Plot Tanks as Characters Speak in Foreign Idioms
On Beauty
By Zadie Smith
Viking Canada. 400 pages. $34.
In September, 2002, Zadie Smith, the British novelist, went to Harvard. She was 27, and had published her first novel, White Teeth, not long after graduating from Cambridge to acclaim and huge sales on both sides of the Atlantic. A follow-up, The Autograph Man, appeared a month after she moved to Boston, where she was offered a fellowship at Harvard University to write a collection of essays, The Morality of the Novel. The book does not appear to have been published.
Smith’s third novel, On Beauty, describes a year in the life of the Belsey clan, who orbit a university called “Wellington,” which may not be Harvard but looks, smells and sounds a whole lot like the Ivy League school.
Like the protagonists of her previous novels, the Belseys are multiracial and international, linked by blood and distinguished by ideologies and habits. Howard Belsey is a white British-born and educated art historian who still lacks tenure at the age of 56, though he has taught at Wellington for a decade. He’s predictably curmudgeonly, hates almost everything and everyone, and his unfinished opus, Against Rembrandt, is about our culture’s low standards for genius.
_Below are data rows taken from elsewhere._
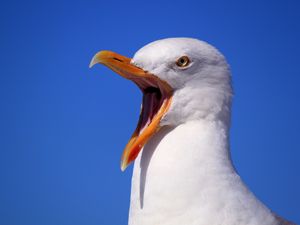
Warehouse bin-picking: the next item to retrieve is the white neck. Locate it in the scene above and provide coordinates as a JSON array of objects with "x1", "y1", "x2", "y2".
[{"x1": 129, "y1": 120, "x2": 275, "y2": 225}]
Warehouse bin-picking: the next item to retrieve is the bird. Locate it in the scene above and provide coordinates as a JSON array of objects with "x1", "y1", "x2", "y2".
[{"x1": 90, "y1": 38, "x2": 294, "y2": 225}]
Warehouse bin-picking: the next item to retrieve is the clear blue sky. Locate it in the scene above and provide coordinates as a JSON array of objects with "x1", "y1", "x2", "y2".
[{"x1": 0, "y1": 0, "x2": 300, "y2": 225}]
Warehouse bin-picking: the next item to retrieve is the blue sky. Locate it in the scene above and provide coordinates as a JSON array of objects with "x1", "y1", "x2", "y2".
[{"x1": 0, "y1": 0, "x2": 300, "y2": 225}]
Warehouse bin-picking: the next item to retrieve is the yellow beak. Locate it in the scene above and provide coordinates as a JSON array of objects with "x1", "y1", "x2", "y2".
[{"x1": 90, "y1": 51, "x2": 173, "y2": 171}]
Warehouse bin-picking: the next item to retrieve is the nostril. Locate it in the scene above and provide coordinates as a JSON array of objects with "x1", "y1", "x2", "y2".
[{"x1": 114, "y1": 57, "x2": 123, "y2": 62}]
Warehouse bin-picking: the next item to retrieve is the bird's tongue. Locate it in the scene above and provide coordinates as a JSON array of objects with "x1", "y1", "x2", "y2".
[
  {"x1": 90, "y1": 51, "x2": 173, "y2": 170},
  {"x1": 137, "y1": 88, "x2": 163, "y2": 135}
]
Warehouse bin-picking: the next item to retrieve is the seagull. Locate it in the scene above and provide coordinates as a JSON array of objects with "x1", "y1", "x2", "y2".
[{"x1": 90, "y1": 38, "x2": 294, "y2": 225}]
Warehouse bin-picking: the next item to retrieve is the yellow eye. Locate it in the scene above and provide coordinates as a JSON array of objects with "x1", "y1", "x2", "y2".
[{"x1": 176, "y1": 56, "x2": 190, "y2": 67}]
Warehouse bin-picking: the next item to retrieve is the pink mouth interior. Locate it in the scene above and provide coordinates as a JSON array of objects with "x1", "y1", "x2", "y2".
[{"x1": 137, "y1": 87, "x2": 163, "y2": 134}]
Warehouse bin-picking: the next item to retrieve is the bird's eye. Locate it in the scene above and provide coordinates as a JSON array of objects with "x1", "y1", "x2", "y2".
[{"x1": 176, "y1": 56, "x2": 190, "y2": 67}]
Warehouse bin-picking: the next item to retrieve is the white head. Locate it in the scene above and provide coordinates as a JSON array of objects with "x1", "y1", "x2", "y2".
[
  {"x1": 90, "y1": 38, "x2": 232, "y2": 170},
  {"x1": 132, "y1": 38, "x2": 232, "y2": 126}
]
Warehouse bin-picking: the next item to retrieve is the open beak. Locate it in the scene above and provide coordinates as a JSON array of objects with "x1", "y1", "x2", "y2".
[{"x1": 90, "y1": 51, "x2": 173, "y2": 171}]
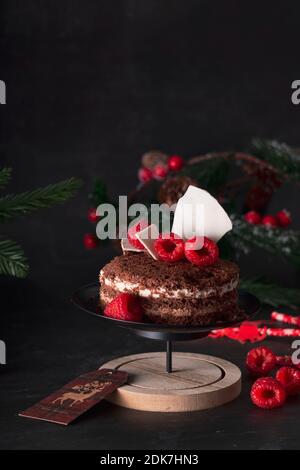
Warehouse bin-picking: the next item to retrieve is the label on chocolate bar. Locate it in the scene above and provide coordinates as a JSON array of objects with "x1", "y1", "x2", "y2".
[{"x1": 19, "y1": 369, "x2": 128, "y2": 425}]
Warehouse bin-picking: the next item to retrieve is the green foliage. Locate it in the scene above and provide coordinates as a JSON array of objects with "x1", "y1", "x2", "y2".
[
  {"x1": 251, "y1": 139, "x2": 300, "y2": 181},
  {"x1": 0, "y1": 240, "x2": 28, "y2": 278},
  {"x1": 229, "y1": 216, "x2": 300, "y2": 268},
  {"x1": 240, "y1": 278, "x2": 300, "y2": 309},
  {"x1": 0, "y1": 178, "x2": 81, "y2": 222},
  {"x1": 0, "y1": 172, "x2": 81, "y2": 278},
  {"x1": 0, "y1": 167, "x2": 12, "y2": 189},
  {"x1": 89, "y1": 178, "x2": 108, "y2": 207}
]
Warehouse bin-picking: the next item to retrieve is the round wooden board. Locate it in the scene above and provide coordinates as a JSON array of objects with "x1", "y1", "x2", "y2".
[{"x1": 101, "y1": 352, "x2": 241, "y2": 412}]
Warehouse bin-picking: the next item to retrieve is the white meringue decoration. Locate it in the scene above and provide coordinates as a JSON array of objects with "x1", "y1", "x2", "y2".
[{"x1": 172, "y1": 186, "x2": 232, "y2": 242}]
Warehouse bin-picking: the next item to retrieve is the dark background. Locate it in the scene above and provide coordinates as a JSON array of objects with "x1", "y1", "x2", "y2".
[{"x1": 0, "y1": 0, "x2": 300, "y2": 449}]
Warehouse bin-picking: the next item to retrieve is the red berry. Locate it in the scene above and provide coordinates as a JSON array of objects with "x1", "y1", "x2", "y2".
[
  {"x1": 261, "y1": 215, "x2": 278, "y2": 227},
  {"x1": 168, "y1": 155, "x2": 184, "y2": 171},
  {"x1": 184, "y1": 237, "x2": 219, "y2": 266},
  {"x1": 154, "y1": 233, "x2": 184, "y2": 262},
  {"x1": 153, "y1": 165, "x2": 168, "y2": 180},
  {"x1": 138, "y1": 168, "x2": 153, "y2": 183},
  {"x1": 276, "y1": 209, "x2": 292, "y2": 227},
  {"x1": 250, "y1": 377, "x2": 286, "y2": 409},
  {"x1": 127, "y1": 220, "x2": 149, "y2": 250},
  {"x1": 83, "y1": 233, "x2": 99, "y2": 250},
  {"x1": 276, "y1": 367, "x2": 300, "y2": 395},
  {"x1": 104, "y1": 293, "x2": 143, "y2": 321},
  {"x1": 88, "y1": 207, "x2": 100, "y2": 223},
  {"x1": 246, "y1": 346, "x2": 276, "y2": 377},
  {"x1": 244, "y1": 211, "x2": 261, "y2": 225}
]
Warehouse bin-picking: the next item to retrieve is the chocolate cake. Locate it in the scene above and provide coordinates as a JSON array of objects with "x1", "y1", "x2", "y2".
[{"x1": 100, "y1": 252, "x2": 239, "y2": 326}]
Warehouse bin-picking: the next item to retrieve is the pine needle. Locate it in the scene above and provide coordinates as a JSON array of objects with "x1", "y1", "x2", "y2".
[
  {"x1": 251, "y1": 139, "x2": 300, "y2": 181},
  {"x1": 0, "y1": 167, "x2": 12, "y2": 189},
  {"x1": 229, "y1": 216, "x2": 300, "y2": 267},
  {"x1": 0, "y1": 240, "x2": 29, "y2": 278},
  {"x1": 0, "y1": 178, "x2": 81, "y2": 222}
]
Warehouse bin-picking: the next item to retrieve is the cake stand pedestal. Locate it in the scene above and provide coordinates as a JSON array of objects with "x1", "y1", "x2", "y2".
[
  {"x1": 72, "y1": 284, "x2": 260, "y2": 412},
  {"x1": 101, "y1": 352, "x2": 241, "y2": 412}
]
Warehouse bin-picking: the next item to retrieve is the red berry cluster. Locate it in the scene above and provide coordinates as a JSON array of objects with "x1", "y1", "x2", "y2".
[
  {"x1": 154, "y1": 233, "x2": 219, "y2": 266},
  {"x1": 246, "y1": 346, "x2": 300, "y2": 409},
  {"x1": 138, "y1": 155, "x2": 184, "y2": 184},
  {"x1": 244, "y1": 209, "x2": 292, "y2": 227},
  {"x1": 83, "y1": 207, "x2": 100, "y2": 250}
]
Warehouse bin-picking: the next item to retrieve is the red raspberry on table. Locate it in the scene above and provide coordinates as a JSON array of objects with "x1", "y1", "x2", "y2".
[
  {"x1": 88, "y1": 207, "x2": 100, "y2": 223},
  {"x1": 250, "y1": 377, "x2": 286, "y2": 409},
  {"x1": 153, "y1": 165, "x2": 168, "y2": 180},
  {"x1": 104, "y1": 293, "x2": 143, "y2": 322},
  {"x1": 276, "y1": 209, "x2": 292, "y2": 227},
  {"x1": 138, "y1": 168, "x2": 153, "y2": 183},
  {"x1": 184, "y1": 237, "x2": 219, "y2": 266},
  {"x1": 246, "y1": 346, "x2": 276, "y2": 377},
  {"x1": 154, "y1": 233, "x2": 184, "y2": 263},
  {"x1": 244, "y1": 211, "x2": 261, "y2": 225},
  {"x1": 168, "y1": 155, "x2": 184, "y2": 171},
  {"x1": 127, "y1": 220, "x2": 149, "y2": 250},
  {"x1": 83, "y1": 233, "x2": 99, "y2": 250},
  {"x1": 261, "y1": 215, "x2": 278, "y2": 227},
  {"x1": 276, "y1": 367, "x2": 300, "y2": 395}
]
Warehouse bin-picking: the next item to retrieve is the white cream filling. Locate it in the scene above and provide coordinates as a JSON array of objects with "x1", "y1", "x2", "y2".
[{"x1": 100, "y1": 272, "x2": 239, "y2": 299}]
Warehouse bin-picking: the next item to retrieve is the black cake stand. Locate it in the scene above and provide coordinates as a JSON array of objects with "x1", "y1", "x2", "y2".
[
  {"x1": 72, "y1": 284, "x2": 260, "y2": 412},
  {"x1": 72, "y1": 283, "x2": 260, "y2": 373}
]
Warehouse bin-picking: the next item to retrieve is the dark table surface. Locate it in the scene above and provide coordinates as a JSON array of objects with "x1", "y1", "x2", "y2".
[{"x1": 0, "y1": 257, "x2": 300, "y2": 450}]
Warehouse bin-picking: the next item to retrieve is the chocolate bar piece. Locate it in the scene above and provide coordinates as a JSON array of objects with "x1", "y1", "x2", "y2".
[{"x1": 19, "y1": 369, "x2": 128, "y2": 425}]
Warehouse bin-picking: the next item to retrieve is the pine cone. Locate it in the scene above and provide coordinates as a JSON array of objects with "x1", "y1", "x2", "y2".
[
  {"x1": 158, "y1": 176, "x2": 198, "y2": 206},
  {"x1": 142, "y1": 150, "x2": 168, "y2": 170}
]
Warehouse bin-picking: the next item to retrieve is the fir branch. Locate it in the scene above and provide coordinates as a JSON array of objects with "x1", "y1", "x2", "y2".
[
  {"x1": 0, "y1": 178, "x2": 81, "y2": 222},
  {"x1": 0, "y1": 167, "x2": 12, "y2": 189},
  {"x1": 240, "y1": 278, "x2": 300, "y2": 309},
  {"x1": 0, "y1": 240, "x2": 29, "y2": 278},
  {"x1": 89, "y1": 178, "x2": 108, "y2": 207},
  {"x1": 251, "y1": 139, "x2": 300, "y2": 181},
  {"x1": 229, "y1": 215, "x2": 300, "y2": 267}
]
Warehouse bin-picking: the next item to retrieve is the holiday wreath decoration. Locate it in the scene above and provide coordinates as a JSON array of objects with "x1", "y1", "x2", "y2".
[{"x1": 84, "y1": 139, "x2": 300, "y2": 308}]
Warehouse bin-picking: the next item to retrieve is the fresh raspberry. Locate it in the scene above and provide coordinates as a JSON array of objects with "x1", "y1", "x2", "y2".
[
  {"x1": 88, "y1": 207, "x2": 100, "y2": 224},
  {"x1": 261, "y1": 215, "x2": 278, "y2": 227},
  {"x1": 276, "y1": 209, "x2": 292, "y2": 227},
  {"x1": 153, "y1": 165, "x2": 168, "y2": 180},
  {"x1": 138, "y1": 168, "x2": 153, "y2": 183},
  {"x1": 168, "y1": 155, "x2": 184, "y2": 171},
  {"x1": 244, "y1": 211, "x2": 261, "y2": 225},
  {"x1": 250, "y1": 377, "x2": 286, "y2": 409},
  {"x1": 184, "y1": 237, "x2": 219, "y2": 266},
  {"x1": 154, "y1": 233, "x2": 184, "y2": 263},
  {"x1": 246, "y1": 346, "x2": 276, "y2": 377},
  {"x1": 104, "y1": 293, "x2": 143, "y2": 321},
  {"x1": 127, "y1": 220, "x2": 149, "y2": 250},
  {"x1": 276, "y1": 367, "x2": 300, "y2": 395},
  {"x1": 83, "y1": 233, "x2": 99, "y2": 250}
]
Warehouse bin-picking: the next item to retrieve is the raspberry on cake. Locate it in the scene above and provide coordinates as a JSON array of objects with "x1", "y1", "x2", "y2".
[{"x1": 100, "y1": 252, "x2": 240, "y2": 326}]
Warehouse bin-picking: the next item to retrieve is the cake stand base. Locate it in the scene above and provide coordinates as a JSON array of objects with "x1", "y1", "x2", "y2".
[{"x1": 101, "y1": 352, "x2": 241, "y2": 412}]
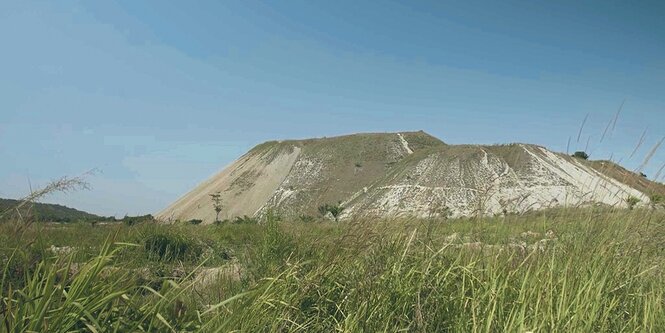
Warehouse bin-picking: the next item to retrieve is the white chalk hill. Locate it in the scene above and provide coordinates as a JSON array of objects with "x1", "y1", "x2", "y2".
[{"x1": 157, "y1": 131, "x2": 665, "y2": 223}]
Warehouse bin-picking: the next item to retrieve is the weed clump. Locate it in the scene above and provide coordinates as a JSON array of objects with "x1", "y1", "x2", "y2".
[{"x1": 143, "y1": 233, "x2": 202, "y2": 261}]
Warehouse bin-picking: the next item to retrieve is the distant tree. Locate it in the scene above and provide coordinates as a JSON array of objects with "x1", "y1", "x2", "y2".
[
  {"x1": 210, "y1": 192, "x2": 222, "y2": 224},
  {"x1": 573, "y1": 151, "x2": 589, "y2": 160},
  {"x1": 189, "y1": 219, "x2": 203, "y2": 225},
  {"x1": 626, "y1": 195, "x2": 640, "y2": 209}
]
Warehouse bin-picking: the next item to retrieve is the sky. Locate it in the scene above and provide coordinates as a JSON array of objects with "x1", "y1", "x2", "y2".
[{"x1": 0, "y1": 0, "x2": 665, "y2": 216}]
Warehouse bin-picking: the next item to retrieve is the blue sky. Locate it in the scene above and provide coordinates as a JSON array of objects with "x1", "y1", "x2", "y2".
[{"x1": 0, "y1": 0, "x2": 665, "y2": 216}]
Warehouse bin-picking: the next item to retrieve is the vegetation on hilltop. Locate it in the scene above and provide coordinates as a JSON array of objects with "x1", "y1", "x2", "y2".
[{"x1": 0, "y1": 199, "x2": 107, "y2": 222}]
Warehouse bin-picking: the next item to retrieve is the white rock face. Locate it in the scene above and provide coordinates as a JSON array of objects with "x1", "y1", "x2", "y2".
[
  {"x1": 157, "y1": 132, "x2": 649, "y2": 223},
  {"x1": 342, "y1": 145, "x2": 649, "y2": 218}
]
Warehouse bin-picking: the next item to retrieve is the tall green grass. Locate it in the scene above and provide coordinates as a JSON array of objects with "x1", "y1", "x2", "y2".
[{"x1": 0, "y1": 208, "x2": 665, "y2": 332}]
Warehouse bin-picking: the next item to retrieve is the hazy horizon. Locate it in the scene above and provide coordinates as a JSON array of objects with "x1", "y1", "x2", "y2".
[{"x1": 0, "y1": 1, "x2": 665, "y2": 216}]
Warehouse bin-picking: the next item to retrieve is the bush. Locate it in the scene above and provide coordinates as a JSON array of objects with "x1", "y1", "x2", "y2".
[
  {"x1": 143, "y1": 233, "x2": 202, "y2": 261},
  {"x1": 626, "y1": 195, "x2": 640, "y2": 209},
  {"x1": 122, "y1": 214, "x2": 155, "y2": 226},
  {"x1": 233, "y1": 215, "x2": 259, "y2": 224},
  {"x1": 298, "y1": 214, "x2": 314, "y2": 223},
  {"x1": 318, "y1": 202, "x2": 344, "y2": 221},
  {"x1": 573, "y1": 151, "x2": 589, "y2": 160}
]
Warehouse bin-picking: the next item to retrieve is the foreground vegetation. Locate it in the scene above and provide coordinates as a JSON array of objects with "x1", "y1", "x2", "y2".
[{"x1": 0, "y1": 208, "x2": 665, "y2": 332}]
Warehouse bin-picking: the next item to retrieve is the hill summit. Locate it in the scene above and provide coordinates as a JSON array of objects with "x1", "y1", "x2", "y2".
[{"x1": 157, "y1": 131, "x2": 665, "y2": 223}]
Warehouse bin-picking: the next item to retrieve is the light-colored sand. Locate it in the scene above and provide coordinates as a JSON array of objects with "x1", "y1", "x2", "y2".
[{"x1": 397, "y1": 133, "x2": 413, "y2": 154}]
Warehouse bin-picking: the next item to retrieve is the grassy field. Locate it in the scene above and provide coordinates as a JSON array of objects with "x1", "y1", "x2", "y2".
[{"x1": 0, "y1": 208, "x2": 665, "y2": 332}]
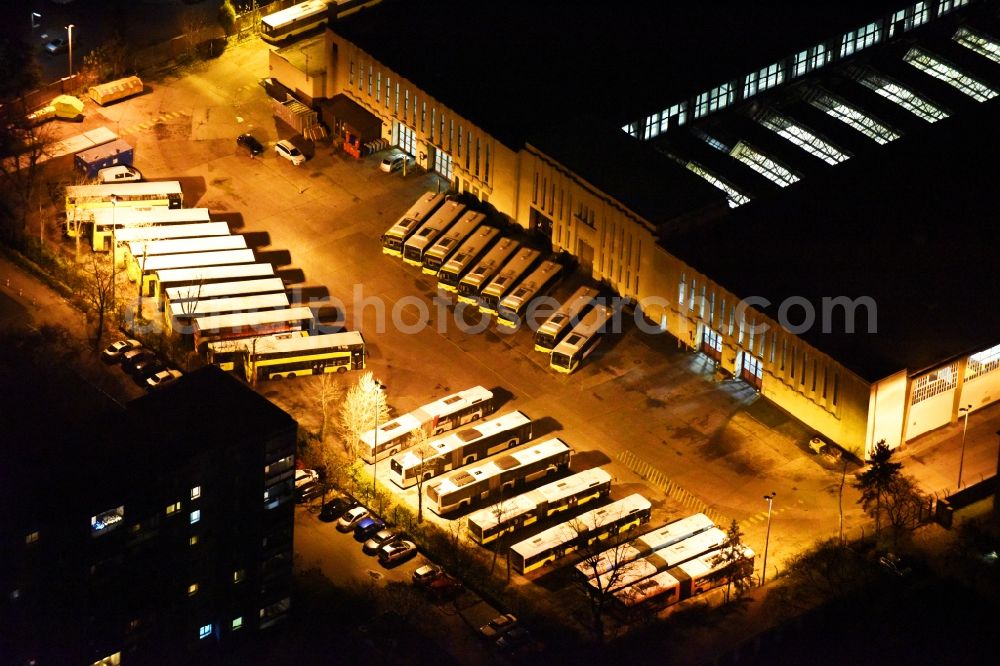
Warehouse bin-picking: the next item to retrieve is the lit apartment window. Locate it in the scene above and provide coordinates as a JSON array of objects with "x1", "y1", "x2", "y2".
[{"x1": 903, "y1": 48, "x2": 997, "y2": 102}]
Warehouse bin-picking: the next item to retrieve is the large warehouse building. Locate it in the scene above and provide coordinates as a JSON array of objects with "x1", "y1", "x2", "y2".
[{"x1": 296, "y1": 0, "x2": 1000, "y2": 456}]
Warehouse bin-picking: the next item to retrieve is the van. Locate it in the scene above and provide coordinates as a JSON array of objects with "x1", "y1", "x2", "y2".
[{"x1": 97, "y1": 165, "x2": 142, "y2": 183}]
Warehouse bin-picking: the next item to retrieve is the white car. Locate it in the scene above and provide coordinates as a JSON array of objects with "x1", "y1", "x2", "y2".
[
  {"x1": 295, "y1": 469, "x2": 319, "y2": 488},
  {"x1": 146, "y1": 368, "x2": 184, "y2": 391},
  {"x1": 274, "y1": 139, "x2": 306, "y2": 166}
]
Howard’s wife, Kiki, a big, good-humoured African-American, has recently discovered that her husband cheated on her. In response to the family crisis, their children keep themselves busy; Jerome, a student at Brown, flirts with fundamentalist Christianity; Zora, a sophomore at Wellington, brown noses and butts into faculty business; and Levi, a high-school student, takes on the persona of a gangsta rapper and mutters in thick Ebonics. These are Smith’s heroes.
The Kippses, a family of British West Indian Christian conservatives, are the novel’s cartoonishly evil villains. Led by Howard’s nemesis, Monty Kipps, they campaign against everything the Belseys (and most academics) believe in: affirmative action, moral relativism, homosexuality.
The novel opens with Jerome Belsey proposing marriage to, and being rejected by, the superhumanly beautiful Victoria Kipps. The Kippses soon arrive for a year in residence at Wellington, the better to antagonize and annoy the Belseys personally and publicly. Howard and Monty take up positions on opposite sides of the culture war, while Zora and Victoria compete in classes and for boyfriends.
Soon, Smith drags out the same tired plot devices found in most campus stories: marital infidelity, teacher-student affairs, flat speeches recapitulating last year’s boring political debates. The cliches pile up: After a bland rap scene cribbed from the movie 8 Mile, a “street poet” finds his way, through lovestruck Zora, into a workshop with the American poet laureate. Levi, searching for ethnic identity, winds up over his head with a gang of disaffected Haitian immigrants.
Smith’s talent for precise description, in evidence throughout her first two novels, is largely absent from On Beauty. The text is riddled with errors of observation. Smith’s Americans speak foreign idioms such as “Am I meant to be grateful?” instead of “Am I supposed to be grateful?”
No one attending this American university knows the terms used at one. Zora, an undergraduate, says she’s missed her “dissertation” deadline, and Howard, after 10 years of chortling at them, mistakenly calls a cappella groups “glee clubs” (which are entirely different, though equally annoying). Precision isn’t always the burden of the fiction writer, but Smith’s mistakes are ridiculous and distracting; even Tom Wolfe managed to describe a campus with more accuracy in I Am Charlotte Simmons, and he’s old enough to be somebody’s great-grandfather.
Under the weight of these flubs, Smith’s delightful trademarks — hyperbolic analogies and comically irrelevant historical contextualizations — begin to smack of triteness and predictability. Her plot, likewise, tanks: The events that resolve the various strands of narrative in the final pages do little to compensate for the flat, pointless action that has preceded them.
On Beauty isn’t devoid of pleasures, by any means. Smith manages to nail much of the dialogue, and, especially when it’s coming out of the mouths of teenagers, the results can be charming and hilarious. But little sparks of comedy, and an overarching homage to E.M. Forster, aren’t enough to save this novel from sanctimony and irrelevance.
On the evidence of her first two books, Smith is hugely talented, and the bits of The Morality of the Novel that have been published demonstrate a perspicacious understanding of how fiction works and what it can do. All of which makes On Beauty most regrettable. When a mediocre novelist publishes a mediocre novel, it’s a shame; but when a brilliant writer like Smith publishes a book like On Beauty, it’s worse.